La formación leonesista prácticamente ha repetido los votos cosechados en 2022: 53.805 este domingo (el 4,35% del total autonómico) frente a los 52.098 (4,28%) de hace cuatro años. Unos guarismos que, vistos desde la distancia, permiten hablar de la "consolidación" de los leonesistas como cuarta fuerza política en la Comunidad, un hecho nada desdeñable considerando que tan solo se presentan en las provincias de la Región Leonesa y que su gran caladero de votos se circunscribe prácticamente en su totalidad a la mitad de la provincia de León.
Las heridas de la UPL
Pero lo cierto es que UPL esperaba más este 15M y mucho tendrá que analizar el partido sobre qué ha pasado para que los votos no acompañaran la "euforia" que ellos señalaron que se vivía en las calles. Entre los factores que tendrán que entrar sí o sí en el análisis postelectoral hay dos evidentes, las dos grandes heridas por las que sangra la formación: por un lado, su escasa penetración tanto en El Bierzo y Laciana como en las provincias de Zamora y Salamanca; por el otro, San Andrés del Rabanedo, el tercer municipio de León, la administración más grande en manos de la UPL y donde los ciudadanos han pasado factura por la paupérrima gestión.
Las cifras son claro reflejo de todo ello.
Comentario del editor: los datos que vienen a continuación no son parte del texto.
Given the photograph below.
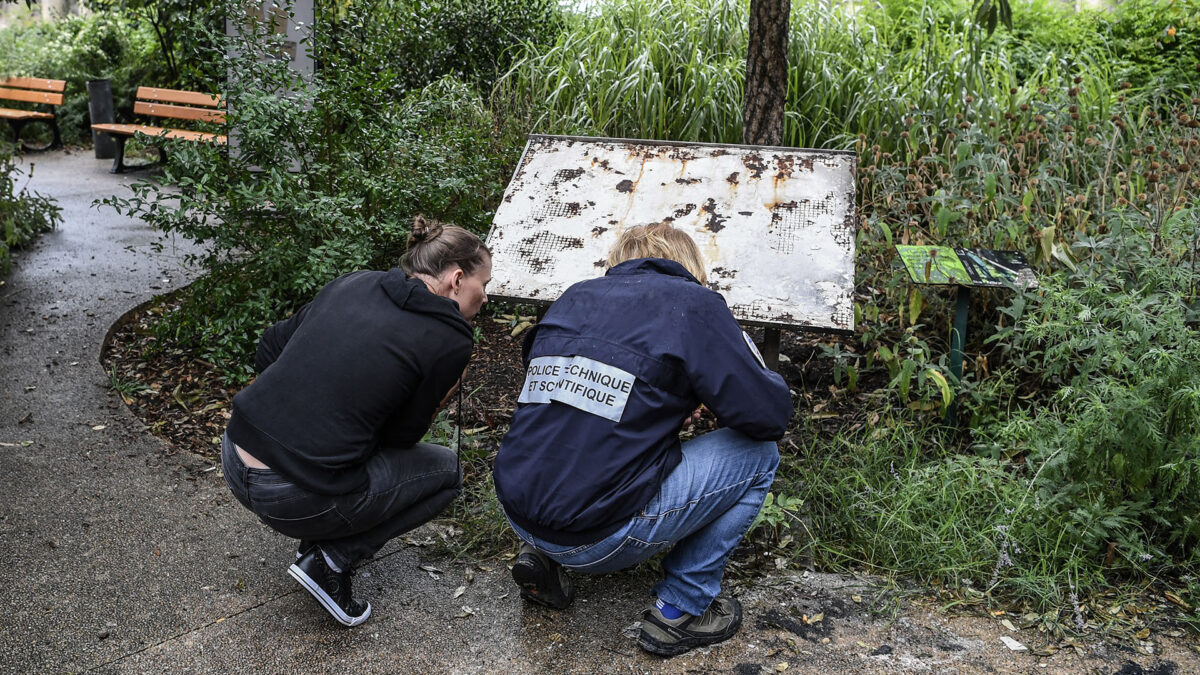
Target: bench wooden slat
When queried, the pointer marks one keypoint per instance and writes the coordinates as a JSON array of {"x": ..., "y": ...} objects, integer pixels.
[
  {"x": 179, "y": 96},
  {"x": 31, "y": 96},
  {"x": 13, "y": 114},
  {"x": 35, "y": 83},
  {"x": 178, "y": 112},
  {"x": 160, "y": 132}
]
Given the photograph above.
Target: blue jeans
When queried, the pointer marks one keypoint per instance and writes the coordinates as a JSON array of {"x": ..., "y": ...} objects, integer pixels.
[
  {"x": 703, "y": 508},
  {"x": 406, "y": 488}
]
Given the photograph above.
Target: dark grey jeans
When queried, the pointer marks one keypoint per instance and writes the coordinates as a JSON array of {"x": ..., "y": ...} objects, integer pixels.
[{"x": 407, "y": 487}]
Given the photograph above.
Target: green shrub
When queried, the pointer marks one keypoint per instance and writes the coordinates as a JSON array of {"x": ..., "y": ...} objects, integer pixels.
[
  {"x": 317, "y": 183},
  {"x": 1156, "y": 43},
  {"x": 469, "y": 40},
  {"x": 81, "y": 48},
  {"x": 23, "y": 214}
]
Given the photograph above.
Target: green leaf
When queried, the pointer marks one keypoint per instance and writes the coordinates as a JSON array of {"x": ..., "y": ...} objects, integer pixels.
[{"x": 916, "y": 303}]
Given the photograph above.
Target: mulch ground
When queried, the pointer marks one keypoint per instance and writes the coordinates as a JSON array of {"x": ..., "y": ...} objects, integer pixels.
[{"x": 185, "y": 401}]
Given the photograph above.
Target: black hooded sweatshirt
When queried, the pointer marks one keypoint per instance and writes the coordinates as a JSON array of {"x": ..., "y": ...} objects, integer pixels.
[{"x": 360, "y": 368}]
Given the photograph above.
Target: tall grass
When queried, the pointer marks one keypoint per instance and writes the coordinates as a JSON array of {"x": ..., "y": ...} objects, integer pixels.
[{"x": 675, "y": 70}]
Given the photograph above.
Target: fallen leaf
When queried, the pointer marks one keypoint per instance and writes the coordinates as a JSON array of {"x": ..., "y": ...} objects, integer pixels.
[
  {"x": 1013, "y": 644},
  {"x": 1048, "y": 650},
  {"x": 1177, "y": 599}
]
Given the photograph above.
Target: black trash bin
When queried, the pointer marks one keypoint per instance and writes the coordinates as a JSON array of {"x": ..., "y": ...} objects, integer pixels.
[{"x": 100, "y": 109}]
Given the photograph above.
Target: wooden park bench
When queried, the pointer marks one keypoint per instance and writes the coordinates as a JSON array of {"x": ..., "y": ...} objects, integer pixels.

En San Andrés, por ejemplo, la UPL ha quedado como segunda fuerza con un batacazo del 7,8% y un millar de votos menos que en 2022. En Ponferrada, capital del Bierzo, el leonesismo es prácticamente residual: quinta fuerza política sin llegar siquiera al 4% de los sufragios; en Villablino, capital de Laciana, cuarta fuerza política perdiendo un 1,6% de los votos con respecto a las anteriores elecciones. "El Bierzo es socialista", reconoció anoche Luis Mariano Santos, número dos de la candidatura.
En Zamora y Salamanca, las provincias que completan el mapa de la Región Leonesa que la UPL aspira a hacer autonomía propia, tampoco termina de entrar la formación leonesista. En la provincia zamorana se quedó en el 2,8% del total (2.474 votos) y en la charra se limitó al 1,54% (2.622 votos). Cuesta entender el encaje de ambas provincias en las aspiraciones de la UPL visto el nivel de apoyo.
De Riaño a La Bañeza, pasando por Santa María del Páramo
Tampoco han ido bien las cosas en tradicionales 'fortines' de los leonesista. En la capital leonesa, donde hace cuatro años UPL fue primera fuerza política, se ha visto superado por el PP pese a cosechar 17.669 papeletas (27,5%). En Riaño, por ejemplo, la UPL ha perdido más de un 9% de los apoyos. Aunque, eso sí, en Villaquilambre se mantienen fuertes y los de Gallego se han encontrado con sorpresas positivas en algunos puntos de la provincia como La Bañeza (una de las plazas estratégicas de estas elecciones) donde se ha situado como primera fuerza política por primer vez subiendo un 4,3% o en la Santa María del Páramo natal de la candidata, donde la formación ha arrasado llevándose más de la mitad de los sufragios emitidos.
No podrá escudarse tampoco la formación leonesista en la división del voto, pues otros partidos autonomistas no parece que hayan robado escaños. Alantre ha debutado con un resultado más que modesto de 383 votos y un histórico como Prepal se queda en 869 sufragios. Ninguno puede considerarse un competidor serio en estos momentos.
Tiempo de reflexión
Por el camino, otras reflexiones y dudas que debería merecer un debate sereno en el seno de la formación. Desde la pretendida trasversalidad del partido para arañar a izquierda y derecha, hasta la idoneidad del perfil de la candidata, cuyo liderazgo nadie cuestiona de puertas para adentro, pero a quien se le pide más presencia en la calle (muchos potenciales electores siguen sin conocerla) y un discurso más emotivo y vehemente. "Seguiremos dando la batalla", aseguraban anoche los leonesistas.